Robinson lines up at slot receiver on this team that has some of Arizona’s top 2020 prospects, several of them from six-time defending state champion Saguaro. Hence, the team’s name, “2020 Elite.”
All-Arizona safety Jaydin Young of Peoria Centennial, Phoenix Pinnacle wide receiver Marcus Libman and Chandler outside linebacker Malik Reed all joined Elite 2020.
Clad in skin-tight shirt and shorts, they break up passes, make spectacular plays, and chest bump each other.
“I think it’s more competitive than actual football,” said Robinson. “You don’t have a helmet on. You’re face to face.”
‘Preying on dreams’
How has this impacted high school football? Is the football real? Do college recruiters pay attention? Is this fertile ground for street agents? Is the landscape ripe for potential Arizona Interscholastic Association prior-contact violations with transfers? Does it provide a landscape for underclassmen to be steered to certain high schools?
The answer to each of those questions is “certainly”.
That’s why not all high school coaches like it.

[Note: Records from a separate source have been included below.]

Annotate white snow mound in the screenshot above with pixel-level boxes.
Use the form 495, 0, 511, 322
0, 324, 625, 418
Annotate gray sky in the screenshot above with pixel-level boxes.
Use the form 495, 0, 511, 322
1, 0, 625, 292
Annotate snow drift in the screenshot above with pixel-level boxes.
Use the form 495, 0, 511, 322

“Club 7-on-7 is yet another example of people preying on the hopes and dreams of high school student-athletes, especially in football, where they are going to be recruited out of their high school,” Pinnacle coach Dana Zupke said in an email. “Most coaches will tell you that while 7-on-7 can be developmental, it also tends to produce bad habits.”
Recruiting kids to various high schools is a legitimate concern, Flenory admits.
“I have seen it, but not on the scale that makes it like it’s super-scary,” he said. “They have state athletic associations that kind of keep kids from transferring. When those things happen, it’s usually nipped in the bud pretty quickly. I don’t think that’s a major cause for concern, at least not in my opinion.”
There are benefits. Timing, chemistry in the passing game comes together. Pass defense is getting reps.
But Phoenix St. Mary’s coach Tommy Brittain believes the “negatives far outweigh the positives.”
“If, as coaches, we are genuinely concerned about the risk of repeated concussions, surely such competitions must give us a cause for concern,” he said. “Certainly the helmet is a double-edged sword. It protects the head but also increases the speed, and therefore the violence, of the game.
“The lack of helmets during 7-on-7 is similarly problematic. The players are certainly more cautious but it is inevitable that high-speed collisions to the head will occur while a player is not protected by a helmet.”
The AIA has been trying to tackle the high rate of transfers every year. High school coaches believe club showcases won’t reel that in and could make it worse.
“The exposure that young men will inevitably have to other coaches, and other schools, will increase the already rampant pace of transfers as athletes and their parents relentlessly pursue the next best thing,” Brittain said.
It’s partially why Chaparral offensive coordinator Tim Kohner joined the Force coaching staff. That team practices once a week at Mesa Red Mountain to get ready for an all-day Saturday event. Kohner said he wants to make sure his quarterback is being coached right.
“I look at is as a way to break down defense and working on my mechanics,” said Miller, who is committed to Ohio State. “I love the group of guys, too. We’re having fun, playing football that we all love. It’s worth it.”
David Lawson, who helps out the football program at Red Mountain, coordinates the Force Academy 7-on-7 team, he says, to develop the kids when they go back to their high schools teams and become “better versions of themselves,” and to provide some recruiting help with colleges.
College coaches may not publicly praise the 7-on-7s, but there are recruiting services like 247Sports and Rivals, ESPN and Bleacher Report writing up evaluations at the Pylon camps. Those evaluations get to college coaches.
“If anyone says 7-on-7 doesn’t help recruiting, they’re fooling themselves,” Lawson said. “I’ve seen it myself how 7-on-7, if done correctly, can help kids get offers. But you still have to be good. You still have to have good Hudl film. You have to play well on Friday nights.”